No naked representations


The meaning can’t be just given, by the pattern itself, in isolation – that’s just some neurons firing. As experimenters, we may know that a given pattern correlates with something out in the world (which we can see independently). But how do other parts of the brain, or the whole organism know that? They can’t see the thing – they only have access to the pattern of neurons firing. That pattern can’t entail its own meaning. That would be like looking up the word “car” in the dictionary and finding the definition: “car”. It can’t define itself. The meaning of the word “car” is instead given by other associated words that describe its properties and relations: “a four-wheeled road vehicle that is powered by an engine and is able to carry a small number of people”.

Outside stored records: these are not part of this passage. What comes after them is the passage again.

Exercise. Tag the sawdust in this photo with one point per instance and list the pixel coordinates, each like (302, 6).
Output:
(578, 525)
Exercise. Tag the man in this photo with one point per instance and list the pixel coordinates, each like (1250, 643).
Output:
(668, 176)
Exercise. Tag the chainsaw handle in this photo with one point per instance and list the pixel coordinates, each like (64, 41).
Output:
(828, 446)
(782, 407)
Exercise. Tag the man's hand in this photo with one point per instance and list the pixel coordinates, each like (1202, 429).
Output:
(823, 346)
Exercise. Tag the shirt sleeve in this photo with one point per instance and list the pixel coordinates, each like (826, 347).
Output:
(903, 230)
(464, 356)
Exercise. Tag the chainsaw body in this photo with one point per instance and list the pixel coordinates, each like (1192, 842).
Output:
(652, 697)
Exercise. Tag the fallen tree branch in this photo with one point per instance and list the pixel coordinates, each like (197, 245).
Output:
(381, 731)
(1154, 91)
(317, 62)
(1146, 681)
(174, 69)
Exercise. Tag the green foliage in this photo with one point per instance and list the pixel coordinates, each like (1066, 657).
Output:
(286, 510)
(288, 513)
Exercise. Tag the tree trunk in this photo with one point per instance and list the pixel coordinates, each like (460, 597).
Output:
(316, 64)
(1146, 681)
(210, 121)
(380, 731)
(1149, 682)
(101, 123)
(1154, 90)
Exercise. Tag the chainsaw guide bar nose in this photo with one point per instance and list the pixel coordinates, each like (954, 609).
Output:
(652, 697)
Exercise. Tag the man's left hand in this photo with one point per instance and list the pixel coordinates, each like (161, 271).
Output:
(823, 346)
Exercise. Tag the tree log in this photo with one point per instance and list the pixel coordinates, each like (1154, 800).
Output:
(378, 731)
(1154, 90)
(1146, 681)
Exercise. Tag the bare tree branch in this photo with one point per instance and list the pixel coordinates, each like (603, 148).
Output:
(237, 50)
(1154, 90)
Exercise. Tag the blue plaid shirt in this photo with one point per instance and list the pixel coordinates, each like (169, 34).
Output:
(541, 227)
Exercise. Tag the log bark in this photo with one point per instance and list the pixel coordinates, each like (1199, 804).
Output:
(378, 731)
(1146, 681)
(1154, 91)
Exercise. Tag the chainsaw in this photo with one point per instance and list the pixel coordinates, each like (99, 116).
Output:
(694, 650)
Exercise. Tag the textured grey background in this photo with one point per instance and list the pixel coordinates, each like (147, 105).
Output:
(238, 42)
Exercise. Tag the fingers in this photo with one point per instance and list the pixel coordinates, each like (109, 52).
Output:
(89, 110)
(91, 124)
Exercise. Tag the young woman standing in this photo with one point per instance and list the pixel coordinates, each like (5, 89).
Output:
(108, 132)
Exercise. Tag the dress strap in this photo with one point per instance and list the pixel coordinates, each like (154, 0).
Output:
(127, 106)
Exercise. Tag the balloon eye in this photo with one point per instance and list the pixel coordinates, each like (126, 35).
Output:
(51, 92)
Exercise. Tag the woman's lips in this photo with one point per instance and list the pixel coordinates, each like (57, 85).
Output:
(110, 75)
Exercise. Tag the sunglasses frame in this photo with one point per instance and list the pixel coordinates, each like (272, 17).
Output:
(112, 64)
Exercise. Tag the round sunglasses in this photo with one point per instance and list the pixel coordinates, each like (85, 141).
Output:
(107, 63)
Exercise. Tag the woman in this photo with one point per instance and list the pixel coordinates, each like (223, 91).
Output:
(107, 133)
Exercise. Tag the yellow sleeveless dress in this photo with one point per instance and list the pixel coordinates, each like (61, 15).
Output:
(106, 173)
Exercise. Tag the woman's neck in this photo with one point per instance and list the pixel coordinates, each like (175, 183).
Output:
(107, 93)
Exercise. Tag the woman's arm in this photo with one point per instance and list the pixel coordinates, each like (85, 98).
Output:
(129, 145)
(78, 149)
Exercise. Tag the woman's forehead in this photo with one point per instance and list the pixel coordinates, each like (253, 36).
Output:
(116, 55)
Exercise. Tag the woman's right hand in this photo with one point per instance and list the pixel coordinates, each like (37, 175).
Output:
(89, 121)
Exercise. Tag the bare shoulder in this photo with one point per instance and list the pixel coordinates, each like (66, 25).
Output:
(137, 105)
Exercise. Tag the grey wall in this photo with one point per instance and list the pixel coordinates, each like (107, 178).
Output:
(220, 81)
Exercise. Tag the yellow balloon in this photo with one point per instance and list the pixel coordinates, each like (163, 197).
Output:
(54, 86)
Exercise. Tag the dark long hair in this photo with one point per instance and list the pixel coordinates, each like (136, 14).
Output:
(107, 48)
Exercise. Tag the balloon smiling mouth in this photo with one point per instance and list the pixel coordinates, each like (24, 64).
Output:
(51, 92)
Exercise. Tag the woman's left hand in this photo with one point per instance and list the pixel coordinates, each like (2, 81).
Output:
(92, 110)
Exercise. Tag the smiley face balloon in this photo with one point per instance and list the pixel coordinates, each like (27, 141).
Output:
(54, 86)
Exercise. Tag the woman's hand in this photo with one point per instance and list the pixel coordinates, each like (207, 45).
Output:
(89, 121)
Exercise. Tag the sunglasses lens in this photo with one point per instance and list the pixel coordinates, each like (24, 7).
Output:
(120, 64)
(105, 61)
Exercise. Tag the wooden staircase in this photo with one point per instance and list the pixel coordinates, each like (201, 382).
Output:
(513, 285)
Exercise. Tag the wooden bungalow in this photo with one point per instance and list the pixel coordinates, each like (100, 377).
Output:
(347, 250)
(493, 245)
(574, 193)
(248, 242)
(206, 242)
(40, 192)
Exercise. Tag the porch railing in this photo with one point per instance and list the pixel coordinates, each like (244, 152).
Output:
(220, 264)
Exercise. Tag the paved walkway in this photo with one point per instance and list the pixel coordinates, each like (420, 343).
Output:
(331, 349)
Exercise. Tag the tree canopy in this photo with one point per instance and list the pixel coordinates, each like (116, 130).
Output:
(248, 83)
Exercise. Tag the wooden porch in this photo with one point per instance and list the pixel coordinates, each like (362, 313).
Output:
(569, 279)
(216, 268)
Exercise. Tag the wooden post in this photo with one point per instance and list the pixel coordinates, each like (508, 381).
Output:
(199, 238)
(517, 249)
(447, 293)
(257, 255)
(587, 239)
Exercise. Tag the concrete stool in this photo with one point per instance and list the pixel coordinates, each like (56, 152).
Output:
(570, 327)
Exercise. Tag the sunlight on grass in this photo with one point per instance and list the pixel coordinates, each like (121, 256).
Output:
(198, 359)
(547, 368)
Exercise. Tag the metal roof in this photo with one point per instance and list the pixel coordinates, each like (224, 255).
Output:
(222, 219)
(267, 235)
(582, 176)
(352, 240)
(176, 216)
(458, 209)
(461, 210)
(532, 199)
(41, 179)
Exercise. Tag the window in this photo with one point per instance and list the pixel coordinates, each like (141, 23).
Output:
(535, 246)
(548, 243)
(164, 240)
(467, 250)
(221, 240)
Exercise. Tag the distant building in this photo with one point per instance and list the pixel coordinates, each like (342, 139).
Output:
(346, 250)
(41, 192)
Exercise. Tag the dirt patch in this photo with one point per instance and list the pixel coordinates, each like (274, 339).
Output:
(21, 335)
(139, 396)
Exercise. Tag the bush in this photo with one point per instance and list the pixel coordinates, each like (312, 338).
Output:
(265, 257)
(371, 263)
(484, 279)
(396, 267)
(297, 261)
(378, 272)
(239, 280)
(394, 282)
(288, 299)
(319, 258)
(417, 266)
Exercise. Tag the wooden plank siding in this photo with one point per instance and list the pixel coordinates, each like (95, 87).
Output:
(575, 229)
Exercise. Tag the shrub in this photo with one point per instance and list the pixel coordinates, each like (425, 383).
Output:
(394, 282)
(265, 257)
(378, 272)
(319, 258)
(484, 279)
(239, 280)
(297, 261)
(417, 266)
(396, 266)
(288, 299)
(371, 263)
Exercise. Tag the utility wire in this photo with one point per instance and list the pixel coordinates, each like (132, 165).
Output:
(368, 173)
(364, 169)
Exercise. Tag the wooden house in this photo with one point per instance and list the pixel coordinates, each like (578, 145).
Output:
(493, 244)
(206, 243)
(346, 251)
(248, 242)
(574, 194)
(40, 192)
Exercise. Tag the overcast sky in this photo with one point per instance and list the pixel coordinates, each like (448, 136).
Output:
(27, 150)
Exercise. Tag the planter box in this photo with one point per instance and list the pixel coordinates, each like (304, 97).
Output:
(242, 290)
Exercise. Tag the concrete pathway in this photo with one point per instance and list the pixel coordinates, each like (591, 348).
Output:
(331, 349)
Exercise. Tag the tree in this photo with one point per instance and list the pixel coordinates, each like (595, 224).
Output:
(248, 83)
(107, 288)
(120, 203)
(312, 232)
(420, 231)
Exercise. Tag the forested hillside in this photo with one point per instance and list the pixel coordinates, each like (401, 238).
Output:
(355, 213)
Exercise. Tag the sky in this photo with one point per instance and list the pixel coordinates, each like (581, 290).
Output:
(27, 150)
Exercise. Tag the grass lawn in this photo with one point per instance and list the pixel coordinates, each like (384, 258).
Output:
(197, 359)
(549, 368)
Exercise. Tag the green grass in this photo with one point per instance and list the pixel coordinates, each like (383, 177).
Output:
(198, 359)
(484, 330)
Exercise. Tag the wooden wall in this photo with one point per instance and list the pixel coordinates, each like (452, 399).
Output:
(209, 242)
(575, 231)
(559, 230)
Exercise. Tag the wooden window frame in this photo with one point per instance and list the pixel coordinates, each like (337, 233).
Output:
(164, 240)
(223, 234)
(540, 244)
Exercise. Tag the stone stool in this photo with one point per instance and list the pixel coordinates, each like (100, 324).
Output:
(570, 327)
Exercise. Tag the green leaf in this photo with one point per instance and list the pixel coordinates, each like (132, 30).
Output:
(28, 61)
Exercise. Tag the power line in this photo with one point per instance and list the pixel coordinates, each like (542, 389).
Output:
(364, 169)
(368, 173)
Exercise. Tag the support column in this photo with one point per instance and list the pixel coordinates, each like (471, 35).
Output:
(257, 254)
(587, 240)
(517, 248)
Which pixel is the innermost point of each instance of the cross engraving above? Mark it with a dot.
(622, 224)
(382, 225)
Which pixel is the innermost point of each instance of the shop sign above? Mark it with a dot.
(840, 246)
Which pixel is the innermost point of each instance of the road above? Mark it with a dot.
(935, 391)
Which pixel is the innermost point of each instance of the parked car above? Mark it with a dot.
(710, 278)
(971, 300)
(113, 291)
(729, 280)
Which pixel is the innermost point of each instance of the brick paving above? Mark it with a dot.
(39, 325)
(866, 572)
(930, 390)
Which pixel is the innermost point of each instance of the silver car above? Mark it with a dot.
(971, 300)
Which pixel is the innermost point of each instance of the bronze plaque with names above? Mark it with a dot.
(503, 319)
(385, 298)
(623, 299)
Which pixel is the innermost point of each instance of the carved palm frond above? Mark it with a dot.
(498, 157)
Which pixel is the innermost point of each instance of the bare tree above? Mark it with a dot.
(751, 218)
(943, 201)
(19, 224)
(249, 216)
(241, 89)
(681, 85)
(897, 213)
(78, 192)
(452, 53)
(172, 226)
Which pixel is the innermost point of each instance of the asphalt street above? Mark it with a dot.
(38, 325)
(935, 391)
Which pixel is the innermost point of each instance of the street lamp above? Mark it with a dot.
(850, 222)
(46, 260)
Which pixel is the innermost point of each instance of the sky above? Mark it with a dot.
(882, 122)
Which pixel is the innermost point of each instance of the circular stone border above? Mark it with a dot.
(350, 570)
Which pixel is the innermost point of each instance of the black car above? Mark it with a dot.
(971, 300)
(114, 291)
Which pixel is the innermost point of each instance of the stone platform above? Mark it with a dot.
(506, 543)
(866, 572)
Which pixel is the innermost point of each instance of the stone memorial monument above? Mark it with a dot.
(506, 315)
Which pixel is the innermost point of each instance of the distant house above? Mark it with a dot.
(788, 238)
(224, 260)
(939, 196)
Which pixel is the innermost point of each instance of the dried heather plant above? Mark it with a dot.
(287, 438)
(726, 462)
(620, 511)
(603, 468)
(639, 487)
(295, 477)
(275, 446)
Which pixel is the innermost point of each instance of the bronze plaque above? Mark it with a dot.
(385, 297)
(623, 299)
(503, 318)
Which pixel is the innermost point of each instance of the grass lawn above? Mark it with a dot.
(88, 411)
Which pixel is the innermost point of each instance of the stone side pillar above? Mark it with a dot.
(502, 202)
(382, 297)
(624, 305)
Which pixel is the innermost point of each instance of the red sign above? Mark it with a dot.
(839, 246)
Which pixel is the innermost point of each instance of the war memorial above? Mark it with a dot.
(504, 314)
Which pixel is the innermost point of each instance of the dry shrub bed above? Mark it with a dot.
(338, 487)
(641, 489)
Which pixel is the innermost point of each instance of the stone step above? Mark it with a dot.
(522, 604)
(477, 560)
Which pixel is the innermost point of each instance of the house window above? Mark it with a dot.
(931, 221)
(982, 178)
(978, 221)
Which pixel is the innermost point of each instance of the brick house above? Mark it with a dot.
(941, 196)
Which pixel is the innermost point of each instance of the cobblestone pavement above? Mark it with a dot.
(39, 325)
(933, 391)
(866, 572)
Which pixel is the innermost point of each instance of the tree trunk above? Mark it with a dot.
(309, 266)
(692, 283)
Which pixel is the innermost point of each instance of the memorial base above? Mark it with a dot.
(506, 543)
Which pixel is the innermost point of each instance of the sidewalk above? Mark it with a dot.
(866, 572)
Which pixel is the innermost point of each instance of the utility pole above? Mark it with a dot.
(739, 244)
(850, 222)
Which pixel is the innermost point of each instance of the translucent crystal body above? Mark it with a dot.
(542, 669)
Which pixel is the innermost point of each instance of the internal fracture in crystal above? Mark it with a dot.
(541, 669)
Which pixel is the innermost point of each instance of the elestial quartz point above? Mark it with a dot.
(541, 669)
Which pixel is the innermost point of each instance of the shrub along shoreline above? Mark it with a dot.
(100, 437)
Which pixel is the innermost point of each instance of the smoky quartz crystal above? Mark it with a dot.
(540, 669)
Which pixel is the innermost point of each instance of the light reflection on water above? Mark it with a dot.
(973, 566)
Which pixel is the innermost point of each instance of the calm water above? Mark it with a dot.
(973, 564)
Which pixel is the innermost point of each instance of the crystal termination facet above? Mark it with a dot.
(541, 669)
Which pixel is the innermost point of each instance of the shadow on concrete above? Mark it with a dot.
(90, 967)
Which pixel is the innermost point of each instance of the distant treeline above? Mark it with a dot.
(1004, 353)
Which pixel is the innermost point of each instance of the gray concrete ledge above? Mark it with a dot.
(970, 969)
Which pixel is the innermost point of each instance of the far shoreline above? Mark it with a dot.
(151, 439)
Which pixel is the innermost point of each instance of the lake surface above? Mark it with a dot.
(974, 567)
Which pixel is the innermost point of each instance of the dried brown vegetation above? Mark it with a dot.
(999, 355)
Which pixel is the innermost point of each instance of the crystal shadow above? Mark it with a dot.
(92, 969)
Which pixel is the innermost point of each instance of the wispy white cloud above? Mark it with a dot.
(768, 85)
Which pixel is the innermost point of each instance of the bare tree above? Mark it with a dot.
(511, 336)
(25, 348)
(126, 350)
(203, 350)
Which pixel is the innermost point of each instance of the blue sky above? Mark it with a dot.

A similar process happens in the brain. The accumulation of such associations starts in infancy, as babies explore their world, especially by cross-calibrating between their senses. They learn that things that look like this, feel like that and taste like that and are hard and about this heavy and I can pick them up and if I drop them they make this kind of a sound. All of us gradually build up a web of knowledge of these kinds of properties and affordances of objects – latent schemas that are activated or at least accessible when we detect an example of that type of object or even when we think of it. In this way, percepts are grounded on the basis of stored concepts. And those concepts can get progressively more abstract, encompassing hierarchical categories, causal relations, and narrative sequences of events – all the information that an organism needs, in order to decide what to do in a given situation.


The semantic content of a given representation is thus embodied in a web of associations – a set of linkages and pointers to other characteristics or properties, themselves represented in latent structures across the brain. The representation is thus discrete, but its meaning is distributed. We saw with pragmatic couplings that the meaning of currently active signals is given by the context of stored control policies. With semantic representations, the meaning of any current pattern of neural activity is given by the context of stored knowledge. All of this is calibrated through experience, rigorously selected for salience, and ultimately still used to inform action, just over many more possibilities and much longer timescales.


The organism still wants to know what it should do. But now it uses decoupled internal representations (and stored knowledge) of what is out there to inform those choices.